Mental Health and Aging
In the United States’ rapidly aging population, physical and mental health often affect each other, one exacerbating the other. Mental health problems such as dementia in older adults are recognized by the World Health Organization (WHO) as “public health issues.” Older adults affected by anything ranging from depression to schizophrenia may not realize what the cause of their affliction is, as they may not have had as comprehensive of an education on mental health. Additionally, mental health issues frequently go undiagnosed, confused for physical ailments or brushed off as mere side effects of aging.
Feelings of loneliness and hopelessness in older adults have expectedly increased during the pandemic, as many have lost relatives and friends due to illness and are largely unable to interact with others in meaningful ways. Sudden suspension from social interaction is debilitating at any age but is shown to especially harm the oldest populations, those who are already most vulnerable to physical and mental health detriments.
Mental health treatment, like physical health treatment, is expensive. Geographically and economically, this treatment can be hard to attain for underserved communities, which oftentimes happen to be communities of color. This disparity is shown in trends across the nation, and is but one hurdle that must be straddled as mental health research develops. There is no easy solution to this problem. The CDC recognizes that we must “identify risk factors, increase awareness about mental disorders… remove the stigma associated with mental disorders… eliminate health disparities, and improve access to mental health services” (CDC). Breaking this down into its parts can simplify what seems to be an intangible problem into manageable steps of a solution.

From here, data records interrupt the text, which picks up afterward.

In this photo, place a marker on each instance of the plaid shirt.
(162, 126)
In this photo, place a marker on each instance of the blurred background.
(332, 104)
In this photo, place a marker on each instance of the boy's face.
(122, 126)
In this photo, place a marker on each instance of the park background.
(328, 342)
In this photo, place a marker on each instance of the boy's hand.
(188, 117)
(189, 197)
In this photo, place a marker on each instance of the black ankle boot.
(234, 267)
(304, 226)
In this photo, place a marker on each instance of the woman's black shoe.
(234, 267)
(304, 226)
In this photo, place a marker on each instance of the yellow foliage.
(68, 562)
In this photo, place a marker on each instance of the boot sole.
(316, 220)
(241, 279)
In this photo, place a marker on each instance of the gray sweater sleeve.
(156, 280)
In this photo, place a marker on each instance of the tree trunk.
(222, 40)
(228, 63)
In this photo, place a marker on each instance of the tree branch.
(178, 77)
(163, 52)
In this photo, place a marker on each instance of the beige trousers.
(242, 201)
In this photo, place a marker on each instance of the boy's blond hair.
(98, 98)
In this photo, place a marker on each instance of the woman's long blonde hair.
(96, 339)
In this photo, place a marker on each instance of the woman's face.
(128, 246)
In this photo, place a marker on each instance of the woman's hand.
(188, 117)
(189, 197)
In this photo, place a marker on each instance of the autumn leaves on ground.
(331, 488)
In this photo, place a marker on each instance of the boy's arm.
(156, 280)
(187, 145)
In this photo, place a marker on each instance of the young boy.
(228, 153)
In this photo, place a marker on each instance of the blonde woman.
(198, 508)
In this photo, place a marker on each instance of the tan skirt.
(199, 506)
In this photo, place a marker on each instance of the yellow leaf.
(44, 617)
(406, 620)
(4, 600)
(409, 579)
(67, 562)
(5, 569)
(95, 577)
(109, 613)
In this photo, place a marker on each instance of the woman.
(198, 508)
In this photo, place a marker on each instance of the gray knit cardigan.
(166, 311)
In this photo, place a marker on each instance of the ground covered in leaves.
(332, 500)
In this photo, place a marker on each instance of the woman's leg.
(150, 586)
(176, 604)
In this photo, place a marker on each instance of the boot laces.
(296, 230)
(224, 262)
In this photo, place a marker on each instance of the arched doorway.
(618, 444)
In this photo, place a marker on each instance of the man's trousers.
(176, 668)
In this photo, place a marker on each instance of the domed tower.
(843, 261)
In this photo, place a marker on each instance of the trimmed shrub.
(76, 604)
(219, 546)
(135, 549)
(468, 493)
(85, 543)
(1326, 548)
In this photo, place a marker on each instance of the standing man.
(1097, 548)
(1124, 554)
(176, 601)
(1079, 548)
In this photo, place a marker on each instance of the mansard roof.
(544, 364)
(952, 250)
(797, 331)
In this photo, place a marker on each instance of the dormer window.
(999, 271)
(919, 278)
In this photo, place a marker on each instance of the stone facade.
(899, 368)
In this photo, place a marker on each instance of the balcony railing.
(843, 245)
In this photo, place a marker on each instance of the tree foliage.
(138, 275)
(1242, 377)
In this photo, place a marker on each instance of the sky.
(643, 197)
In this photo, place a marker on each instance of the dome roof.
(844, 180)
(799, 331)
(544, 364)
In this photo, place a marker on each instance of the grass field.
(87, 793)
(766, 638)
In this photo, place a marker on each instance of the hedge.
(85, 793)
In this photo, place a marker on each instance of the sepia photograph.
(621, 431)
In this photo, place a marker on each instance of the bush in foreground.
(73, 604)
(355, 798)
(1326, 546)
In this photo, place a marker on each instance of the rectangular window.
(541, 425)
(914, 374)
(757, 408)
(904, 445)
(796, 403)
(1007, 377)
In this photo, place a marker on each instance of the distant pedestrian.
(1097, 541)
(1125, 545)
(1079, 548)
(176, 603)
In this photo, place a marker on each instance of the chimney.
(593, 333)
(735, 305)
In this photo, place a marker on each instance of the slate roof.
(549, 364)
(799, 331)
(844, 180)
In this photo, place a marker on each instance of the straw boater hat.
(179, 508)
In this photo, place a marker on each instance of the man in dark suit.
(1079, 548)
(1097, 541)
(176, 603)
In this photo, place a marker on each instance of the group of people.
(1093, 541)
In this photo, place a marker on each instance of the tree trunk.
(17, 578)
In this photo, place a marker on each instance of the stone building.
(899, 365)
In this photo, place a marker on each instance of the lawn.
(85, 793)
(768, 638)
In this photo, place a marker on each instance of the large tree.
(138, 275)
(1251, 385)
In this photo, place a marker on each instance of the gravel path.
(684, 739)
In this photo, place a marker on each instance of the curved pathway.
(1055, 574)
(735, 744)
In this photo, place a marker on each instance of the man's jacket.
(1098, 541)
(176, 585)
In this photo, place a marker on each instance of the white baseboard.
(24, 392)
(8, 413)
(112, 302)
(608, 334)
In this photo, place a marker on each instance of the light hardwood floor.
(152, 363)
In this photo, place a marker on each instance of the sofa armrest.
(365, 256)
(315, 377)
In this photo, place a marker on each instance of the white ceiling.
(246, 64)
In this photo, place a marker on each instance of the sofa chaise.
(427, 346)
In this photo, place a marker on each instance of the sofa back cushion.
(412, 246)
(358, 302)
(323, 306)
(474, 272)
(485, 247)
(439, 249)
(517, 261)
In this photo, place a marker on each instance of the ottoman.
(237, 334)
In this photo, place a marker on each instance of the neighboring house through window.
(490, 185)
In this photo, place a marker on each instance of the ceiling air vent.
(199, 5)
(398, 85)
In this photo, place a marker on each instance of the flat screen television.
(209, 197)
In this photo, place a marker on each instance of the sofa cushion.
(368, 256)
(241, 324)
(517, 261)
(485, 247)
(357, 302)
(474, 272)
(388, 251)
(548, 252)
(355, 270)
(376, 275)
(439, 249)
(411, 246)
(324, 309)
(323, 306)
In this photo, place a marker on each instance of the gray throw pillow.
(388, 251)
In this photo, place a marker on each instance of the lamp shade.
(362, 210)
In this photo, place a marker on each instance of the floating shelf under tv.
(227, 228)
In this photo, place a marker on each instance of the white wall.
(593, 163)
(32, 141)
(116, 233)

Firstly, we must identify “risk factors.” Risk factors include living alone, or a history of hereditary mental illness, but in the modern era our lives are so complex and nuanced that there are a multitude of risk factors that should be considered. The CDC then suggests increasing awareness about mental disorders, which has been shown to be effective. For example, studies indicate that discussions about an individual’s suicidal thoughts tend to lower suicide rates. The National Institute of Mental Health states that “asking someone directly, ‘Are you thinking of killing yourself,’ can be the best way to identify someone at risk for suicide,” and after identifying this risk, further steps can be taken to help (NIMH). Destigmatizing mental health is a tiring process, but it is a necessary one: starting conversations with family members and peers about mental health fosters an open and supportive environment. However, it is important to simultaneously recognize that the topic of mental health is a more recent one, and ingrained stigma is inevitable. By increasing awareness on the national level and possibly implementing programs that educate students about mental health in their formative years, the stigma can be fought. “Health disparities,” or differences in access and quality of healthcare, often stem from amounts of privilege (or lack thereof) such as socioeconomic standing. To eliminate such disparities requires fundamental change in the American governmental system and in society itself. Finally, improving “access to mental health services” ties back to creating a more equitable resource distribution system, and as more energy and funding is invested in this field, mental health services will become more available for every citizen. The development and growth of hotlines such as the National Suicide Prevention Lifeline in recent years is but an example of how in the ever-digitized world, health services adapt and overcome.
“Mental Health of Older Adults.” World Health Organization, World Health Organization, www.who.int/news-room/fact-sheets/detail/mental-health-of-older-adults.
“Suicide in America: Frequently Asked Questions.” National Institute of Mental Health, U.S. Department of Health and Human Services, www.nimh.nih.gov/health/publications/suicide-faq/index.shtml.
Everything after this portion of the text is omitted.